15 countries represented at IEA World Energy Outlook event in Brisbane, co-hosted by UQ

3 March 2017

The International Energy Agency (IEA) is tasked annually with constructing future energy demand scenarios at a global level and examining possible impacts on the world’s economies and greenhouse gas emissions – the IEA, World Energy Outlook.

On 24 February 2017, The University of Queensland, Centre for Coal Seam Gas and the UQ Energy Initiative, co-hosted the 5th IEA Unconventional Gas Forum at the Brisbane Conference and Exhibition Centre.

The forum was attended by over 75 delegates from 15 countries, including USA, Japan, United Kingdom, India, Norway, China, Indonesia, Argentina and Canada.

Its aim was to discuss and exchange experiences within unconventional gas development, in particular coalbed methane (CSG) across jurisdictions, with a view to informing future outlooks. Participants were invited by the IEA from member organisations.

Topics discussed varied from covering the IEA’s so-called “Golden Rules” for gas developments including socio-economic and environmental experiences.

Delegates also shared views of international implications due to the forecast rise of global demand for natural gas and the increasing share of trade that unconventional gas is forecast to take. The global LNG trade is also rapidly expanding and its dynamic changing, which has significant implications for Australia.

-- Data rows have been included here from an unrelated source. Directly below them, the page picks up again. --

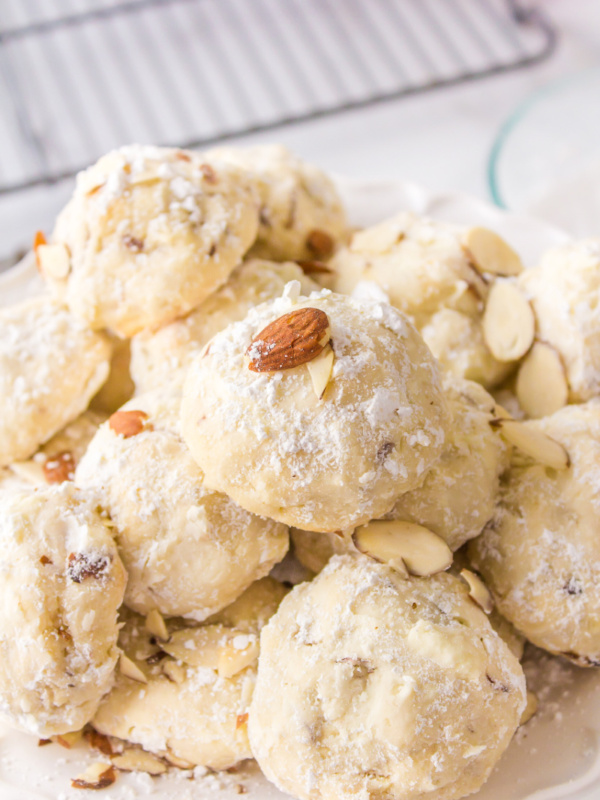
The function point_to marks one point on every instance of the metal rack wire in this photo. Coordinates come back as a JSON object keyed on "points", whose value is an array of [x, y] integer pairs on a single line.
{"points": [[78, 77]]}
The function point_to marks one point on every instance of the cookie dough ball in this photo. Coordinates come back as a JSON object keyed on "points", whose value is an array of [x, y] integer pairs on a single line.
{"points": [[148, 234], [313, 550], [458, 496], [370, 685], [161, 358], [301, 214], [61, 583], [540, 555], [51, 365], [318, 463], [564, 291], [188, 551], [426, 272], [186, 709]]}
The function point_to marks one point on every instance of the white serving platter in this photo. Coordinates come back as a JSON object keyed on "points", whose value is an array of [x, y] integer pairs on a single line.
{"points": [[555, 756]]}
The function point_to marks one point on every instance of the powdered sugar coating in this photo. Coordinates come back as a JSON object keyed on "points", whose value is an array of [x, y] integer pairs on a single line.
{"points": [[161, 358], [319, 464], [423, 268], [189, 551], [540, 555], [151, 233], [50, 367], [297, 198], [61, 583], [564, 291], [201, 719], [458, 496], [370, 685]]}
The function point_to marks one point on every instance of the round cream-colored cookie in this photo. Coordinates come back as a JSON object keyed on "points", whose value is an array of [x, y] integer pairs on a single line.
{"points": [[50, 367], [317, 463], [56, 460], [564, 291], [372, 685], [61, 583], [148, 234], [161, 358], [458, 496], [301, 214], [188, 710], [188, 551], [426, 272], [313, 550], [540, 555]]}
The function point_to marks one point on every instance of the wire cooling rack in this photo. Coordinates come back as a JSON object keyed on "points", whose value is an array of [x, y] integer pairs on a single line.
{"points": [[78, 77]]}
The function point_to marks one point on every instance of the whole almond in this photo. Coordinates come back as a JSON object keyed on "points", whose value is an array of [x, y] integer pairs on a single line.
{"points": [[320, 243], [289, 341], [127, 423], [59, 468]]}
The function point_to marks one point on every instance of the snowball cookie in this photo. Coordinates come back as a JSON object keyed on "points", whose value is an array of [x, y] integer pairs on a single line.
{"points": [[61, 583], [540, 555], [161, 358], [313, 550], [50, 367], [148, 234], [426, 272], [564, 291], [458, 496], [189, 551], [371, 685], [324, 464], [186, 710], [301, 213]]}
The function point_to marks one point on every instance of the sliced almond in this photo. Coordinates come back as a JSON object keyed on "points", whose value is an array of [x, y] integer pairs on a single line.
{"points": [[542, 386], [478, 591], [127, 423], [530, 709], [59, 468], [508, 322], [320, 243], [134, 760], [54, 261], [490, 253], [174, 672], [96, 776], [239, 653], [534, 443], [156, 625], [131, 670], [30, 471], [379, 238], [292, 340], [199, 647], [405, 546], [320, 370]]}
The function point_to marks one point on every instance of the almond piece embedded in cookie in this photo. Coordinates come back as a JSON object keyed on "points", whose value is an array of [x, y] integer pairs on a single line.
{"points": [[490, 253], [478, 591], [135, 760], [289, 341], [508, 322], [533, 443], [54, 261], [320, 370], [127, 423], [405, 546], [542, 386], [96, 776], [131, 670]]}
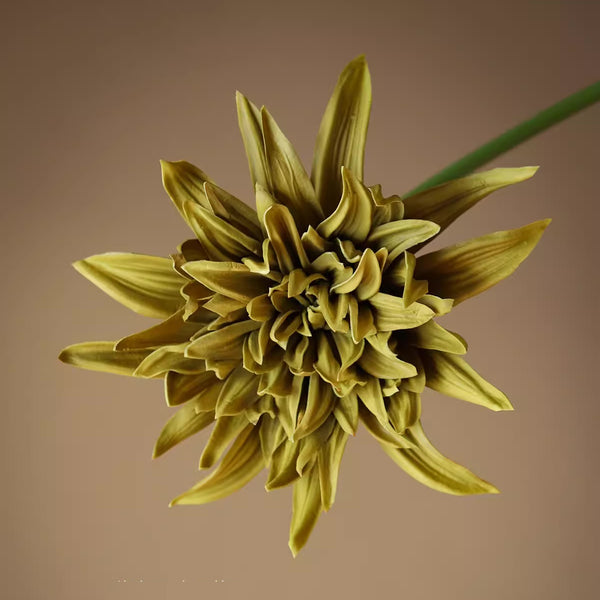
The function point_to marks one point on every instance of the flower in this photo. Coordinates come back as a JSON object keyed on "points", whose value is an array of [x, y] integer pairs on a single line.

The Hon Matt Canavan, Minister for Resources and Northern Australia, and Dr Fatih Birol, Executive Director of the International Energy Agency, opened the day of dialogue, held as is the tradition under Chatham House Rule.

Warming up to the conference, over 20 participants went on a site visit the day before to the Australia Pacific LNG Condabri CSG field and water treatment facility to experience a large, modern coalbed methane field in action.

The Minister for State Development & Minister for Natural Resources & Mines, Queensland Government, Hon Dr Anthony Lynham later spoke of Queensland’s experiences, challenges and aspirations at the delegates’ dinner.

Here is a summary of the event by Prof Andrew Garnett, Director for the UQ Centre for Coal Seam Gas:

"Clearly on the strength of the global resource base, unconventional gas is here to stay and represents significant growth potential. Nevertheless, price challenges dominate and a “low price” outlook continues to dominate. A supply-price, oscillation in the medium to long term looks inevitable since new investments have ground to a halt. They’ll pick up again sometime after price rises and there’ll be an unsustainable spurt of investment (again) driven by individual reserves replacement pressures. In this rise CBM investments (except perhaps for brown field additions into existing contracts) will be last cab off the rank through lack of liquids.

During the session of social and environment, we heard, that social licence was not a matter to be won in the local communities (only) but, at least in the Australian setting, in the major cities. The way that licence is won in the local communities (deep, relationships with rich, evidence based communications) cannot work as distance grows and ‘word count’ and engagement time become limited. In, fact I think ‘political licence to operate’ (PLtO) might be a better moniker than SLtO. We also heard a salutary lesson on over-simplifying a story and of the persistence of negative first impressions. Our Canadian colleagues have recognised the key element that regulations play and explained the innovation of an International Centre of Regulatory Excellence (ICORE), which we here at UQ will follow up with great interest.

The two sessions on supply and markets (domestic and international) were revealing of very context-specific dynamics. We saw a need for direct incentives for unconventional gas in China, we saw gas prices collapse in the USA and Canada and Australian gas prices rise sharply (vs a long slow expected rise without CBM) as the previously isolated east coast gas market became linked to JCCC in the region. Perhaps the most startling difference was seen in the international trade changes. Cargoes have passed from the US though the Panama Canal. West coast USA or Canadian, LNG remains a possibility (though with highly uncertain timelines), the Atlantic Basin dynamic is changed, middle east LNG shifted east and Australia LNG going to 30+ countries rather than the traditional 4 or 5 main markets. In response to a long-forecast LNG over-supply, the demand side has responded by a rapid growth in re-gasification facilities (including floating re-gas). Molecules form Queensland have ended up in Abu-Dhabi, a country which produces and re-injects a significant amount of methane. The warning flags are out that our ability to forecast is severely tested.

Finally, the field visit to APLNG’s Condabri operations was an eye opener to many. The degree to which the “digital field” has taken hold is impressive. Electrification of field operations complete with real time monitoring of 1000’s wells, valves, manifolds, water plants, drilling rigs, compressors etc. opens new possibilities. The sheer amount of data being generated is already leading to optimisation and there is a general feeling that in these unconventional gas operations, new data analytics will help drive down the cost curve."